# A crow I shot last summer using 9.5 steel



## James West (Dec 6, 2014)




----------



## ghost0311/8541 (Jan 6, 2013)

Dusted him.


----------



## Grizzly Bear (Mar 6, 2017)

I actually like crows but,nice shot.


----------



## ghost0311/8541 (Jan 6, 2013)

Crows eat good.


----------



## Got Bands (May 12, 2016)

thats a great shot and video thanks


----------



## MikmaqWarrior (May 12, 2014)

Goes against my cultural beliefs to kill a crow, so I can't cheer for ya....but good shot nonetheless 

Sent from my B1-770 using Tapatalk


----------



## James West (Dec 6, 2014)

Thanks everyone


----------



## SlingshotBill (May 29, 2014)

Excellent Shot! but worst camera Movement ever lol

Sent from my LG-K373 using Tapatalk


----------



## James West (Dec 6, 2014)

Yeah haha


----------



## Grizzly Bear (Mar 6, 2017)

What is your setup and what kind of rubber?


----------



## THWACK! (Nov 25, 2010)

ghost0311/8541 said:


> Crows eat good.


Crows eat good what?
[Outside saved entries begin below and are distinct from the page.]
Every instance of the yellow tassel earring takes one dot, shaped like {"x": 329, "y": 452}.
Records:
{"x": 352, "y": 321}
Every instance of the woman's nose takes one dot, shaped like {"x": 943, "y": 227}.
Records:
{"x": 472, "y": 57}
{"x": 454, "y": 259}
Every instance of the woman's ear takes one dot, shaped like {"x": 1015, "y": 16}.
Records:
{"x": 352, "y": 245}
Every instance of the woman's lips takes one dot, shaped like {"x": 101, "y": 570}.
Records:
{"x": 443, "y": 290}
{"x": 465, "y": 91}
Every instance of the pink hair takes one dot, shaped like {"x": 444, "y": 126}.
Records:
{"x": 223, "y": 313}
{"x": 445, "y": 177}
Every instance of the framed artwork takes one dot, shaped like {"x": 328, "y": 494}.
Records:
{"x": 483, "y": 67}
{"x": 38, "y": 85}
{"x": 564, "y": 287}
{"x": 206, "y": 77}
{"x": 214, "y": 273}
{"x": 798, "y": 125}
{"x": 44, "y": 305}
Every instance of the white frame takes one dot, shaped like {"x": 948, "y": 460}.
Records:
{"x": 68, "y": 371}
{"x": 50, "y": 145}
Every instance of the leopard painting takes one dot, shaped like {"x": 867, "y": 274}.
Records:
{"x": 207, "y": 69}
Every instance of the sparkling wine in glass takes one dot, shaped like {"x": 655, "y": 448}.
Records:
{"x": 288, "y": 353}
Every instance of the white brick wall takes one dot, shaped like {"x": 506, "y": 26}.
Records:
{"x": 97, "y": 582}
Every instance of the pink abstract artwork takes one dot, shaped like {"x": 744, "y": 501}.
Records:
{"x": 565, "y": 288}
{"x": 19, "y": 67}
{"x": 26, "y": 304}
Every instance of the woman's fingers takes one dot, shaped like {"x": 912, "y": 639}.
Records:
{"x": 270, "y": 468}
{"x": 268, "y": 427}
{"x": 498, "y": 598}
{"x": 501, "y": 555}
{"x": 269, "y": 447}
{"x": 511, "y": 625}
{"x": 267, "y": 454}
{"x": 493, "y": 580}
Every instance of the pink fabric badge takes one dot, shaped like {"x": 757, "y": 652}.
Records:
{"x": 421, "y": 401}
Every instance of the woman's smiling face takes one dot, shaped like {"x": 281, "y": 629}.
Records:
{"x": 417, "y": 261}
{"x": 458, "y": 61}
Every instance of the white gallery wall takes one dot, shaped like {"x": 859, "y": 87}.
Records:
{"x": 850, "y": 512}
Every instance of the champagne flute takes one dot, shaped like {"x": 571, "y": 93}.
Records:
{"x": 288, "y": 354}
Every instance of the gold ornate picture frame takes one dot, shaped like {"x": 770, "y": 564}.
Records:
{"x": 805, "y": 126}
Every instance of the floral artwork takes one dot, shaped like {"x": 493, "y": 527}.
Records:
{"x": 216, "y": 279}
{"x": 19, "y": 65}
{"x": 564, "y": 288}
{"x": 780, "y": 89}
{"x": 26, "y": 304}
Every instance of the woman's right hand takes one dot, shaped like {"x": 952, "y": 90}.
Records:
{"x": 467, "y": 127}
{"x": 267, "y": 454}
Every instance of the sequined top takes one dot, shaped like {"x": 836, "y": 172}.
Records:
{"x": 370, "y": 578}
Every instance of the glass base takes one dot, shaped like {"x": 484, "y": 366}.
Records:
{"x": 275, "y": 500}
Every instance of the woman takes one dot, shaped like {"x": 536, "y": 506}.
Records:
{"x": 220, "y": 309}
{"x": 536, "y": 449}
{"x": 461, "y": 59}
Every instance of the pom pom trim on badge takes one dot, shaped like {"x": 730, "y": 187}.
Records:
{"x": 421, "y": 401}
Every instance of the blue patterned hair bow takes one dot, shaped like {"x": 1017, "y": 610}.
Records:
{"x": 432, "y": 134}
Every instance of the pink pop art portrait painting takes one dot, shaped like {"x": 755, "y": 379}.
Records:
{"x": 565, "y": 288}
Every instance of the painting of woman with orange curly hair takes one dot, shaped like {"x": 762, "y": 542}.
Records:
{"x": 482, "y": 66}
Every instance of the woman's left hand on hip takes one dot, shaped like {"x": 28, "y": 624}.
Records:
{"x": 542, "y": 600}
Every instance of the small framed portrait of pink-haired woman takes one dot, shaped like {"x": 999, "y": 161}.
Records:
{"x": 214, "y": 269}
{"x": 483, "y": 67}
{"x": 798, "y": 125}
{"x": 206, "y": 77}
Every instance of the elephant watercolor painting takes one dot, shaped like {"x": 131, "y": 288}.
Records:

Other bird's eggs? Big Mac's? Fish 'n' Chips?


----------



## THWACK! (Nov 25, 2010)

MikmaqWarrior said:


> Goes against my cultural beliefs to kill a crow, so I can't cheer for ya....but good shot nonetheless
> 
> Sent from my B1-770 using Tapatalk


I believe it is unlawful to shoot Crows in the U.S., I may be wrong; I was wrong twice before.


----------



## MikmaqWarrior (May 12, 2014)

THWACK! said:


> MikmaqWarrior said:
> 
> 
> > Goes against my cultural beliefs to kill a crow, so I can't cheer for ya....but good shot nonetheless
> ...


I don't think they are illegal to shoot here in Canada on your own property...as pest control. 
I was referring to my native culture...Lol...In Mi'kmaq beliefs a crow can be one of your recently deceased loved ones...In spirit....Not sure I entirely believe, but I was raised to respect crows...I think my ancestors believed this because of the high IQ that they possess. 
So studies are proving that they are just as intelligent as great apes.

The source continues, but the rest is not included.